Obviously there are no hard and fast rules about comedy. There is a kind of spectrum when it comes to jokes though, with totally generic gags that work no matter who says them (ie, knock-knock jokes) at one end and completely character-specific material that only gets laughs because of who’s saying it at the other. You can have both in a show, but the further you go towards either end the funnier things usually get: ideally you’d get to a stage where just having a character enter a situation is funny (because we know how they’ll react to what’s happening) while everyone’s random observations and smart-arse lines are hilarious no matter who says them.
Problem here is, this kind of show exists in the wishy-washy middle of things: when Nina makes an offhand comment about eating some kind of muesli bar that tastes like “Horse chaff” we’re expected to laugh (or at least smile) because it’s a funny observation and because she’s the kind of ditzy person that would eat something without knowing what it is. Out in the real world though, it’s barely an observation nor is it specific enough to make her character interesting in any way. She’s busy, you say? Gee, so was Stalin.
At least one way to make this moment funny isn’t exactly difficult to spot: have her eating something crazily inappropriate – maybe briefly followed by a spit-take, maybe for an extended period without noticing. Of course, this isn’t that kind of show. But if it’s not that kind of show, why have that kind of set-up and then wimp out? If you want to go for subtle observations and character-based laughs, why not take the time to think of ways to do that that aren’t simply neutering the kind of set-ups and straight lines you’d expect to find in a broad sitcom? And if you want to go down the surreal path – let’s repeat: Nina’s boyfriend steals her favourite chair and makes it explode in the street outside her house – why not go all-out with the strangeness and come up with some stuff that might actually make us laugh?
This kind of program is sold to audiences as classy viewing largely on the back of having a good-looking and well-dressed cast hanging around a string of attractive and carefully-filmed inner-city locations.
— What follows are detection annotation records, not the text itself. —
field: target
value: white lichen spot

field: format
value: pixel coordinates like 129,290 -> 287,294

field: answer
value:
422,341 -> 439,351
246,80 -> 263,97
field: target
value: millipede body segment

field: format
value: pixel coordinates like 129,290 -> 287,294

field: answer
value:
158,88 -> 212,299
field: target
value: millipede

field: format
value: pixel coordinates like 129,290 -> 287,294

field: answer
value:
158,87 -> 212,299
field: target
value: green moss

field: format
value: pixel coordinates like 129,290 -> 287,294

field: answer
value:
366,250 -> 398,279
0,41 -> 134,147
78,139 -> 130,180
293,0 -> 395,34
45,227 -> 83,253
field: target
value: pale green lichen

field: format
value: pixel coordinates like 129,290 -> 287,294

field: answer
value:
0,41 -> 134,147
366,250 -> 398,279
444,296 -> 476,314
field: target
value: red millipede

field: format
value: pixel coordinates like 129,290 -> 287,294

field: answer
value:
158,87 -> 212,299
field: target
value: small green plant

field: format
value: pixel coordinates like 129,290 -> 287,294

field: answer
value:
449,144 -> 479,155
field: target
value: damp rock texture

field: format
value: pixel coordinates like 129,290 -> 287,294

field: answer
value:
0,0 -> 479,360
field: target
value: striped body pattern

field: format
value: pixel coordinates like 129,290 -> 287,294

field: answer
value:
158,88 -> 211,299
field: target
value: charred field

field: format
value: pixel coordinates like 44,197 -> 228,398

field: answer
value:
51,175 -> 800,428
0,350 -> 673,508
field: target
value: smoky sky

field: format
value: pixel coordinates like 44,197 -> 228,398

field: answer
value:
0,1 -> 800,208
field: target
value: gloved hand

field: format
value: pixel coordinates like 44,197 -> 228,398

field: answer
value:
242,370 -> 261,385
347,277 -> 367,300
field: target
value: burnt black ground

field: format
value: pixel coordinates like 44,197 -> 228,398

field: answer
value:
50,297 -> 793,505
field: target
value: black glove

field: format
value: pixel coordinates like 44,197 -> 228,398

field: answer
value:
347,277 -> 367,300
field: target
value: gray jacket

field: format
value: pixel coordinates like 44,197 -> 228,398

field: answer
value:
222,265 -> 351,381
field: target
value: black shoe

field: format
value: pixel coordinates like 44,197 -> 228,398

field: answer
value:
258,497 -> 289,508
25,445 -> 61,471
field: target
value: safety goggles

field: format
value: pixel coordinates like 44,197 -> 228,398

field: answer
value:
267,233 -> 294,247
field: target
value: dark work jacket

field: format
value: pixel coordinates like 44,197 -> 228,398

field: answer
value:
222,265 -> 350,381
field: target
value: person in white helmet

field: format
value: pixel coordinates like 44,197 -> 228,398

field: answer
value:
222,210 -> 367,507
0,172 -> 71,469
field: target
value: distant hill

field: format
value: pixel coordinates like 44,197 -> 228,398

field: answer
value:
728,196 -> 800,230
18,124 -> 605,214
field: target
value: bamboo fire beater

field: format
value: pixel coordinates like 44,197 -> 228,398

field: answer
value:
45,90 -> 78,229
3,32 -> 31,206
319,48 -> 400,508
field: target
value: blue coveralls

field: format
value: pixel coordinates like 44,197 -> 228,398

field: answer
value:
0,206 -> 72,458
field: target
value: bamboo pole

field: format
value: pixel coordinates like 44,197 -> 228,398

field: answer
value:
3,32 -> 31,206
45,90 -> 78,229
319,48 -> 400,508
The actual quality of the writing rarely gets a look-in. As for the idea that perhaps this kind of show should figure out what it’s trying to do and then do it – if it wants to be funny then work hard at being funny and if it wants to be a lightweight look at a single gals life then perhaps the exploding chairs and quirky screen-scribbles should hit the bricks – well, that’s clearly crazy talk because adding some watered down “comedy” to a family drama might pull in a few more viewers. Locally produced television shows these days have to be as many things to as many people as possible: unfortunately, “good” isn’t always one of them.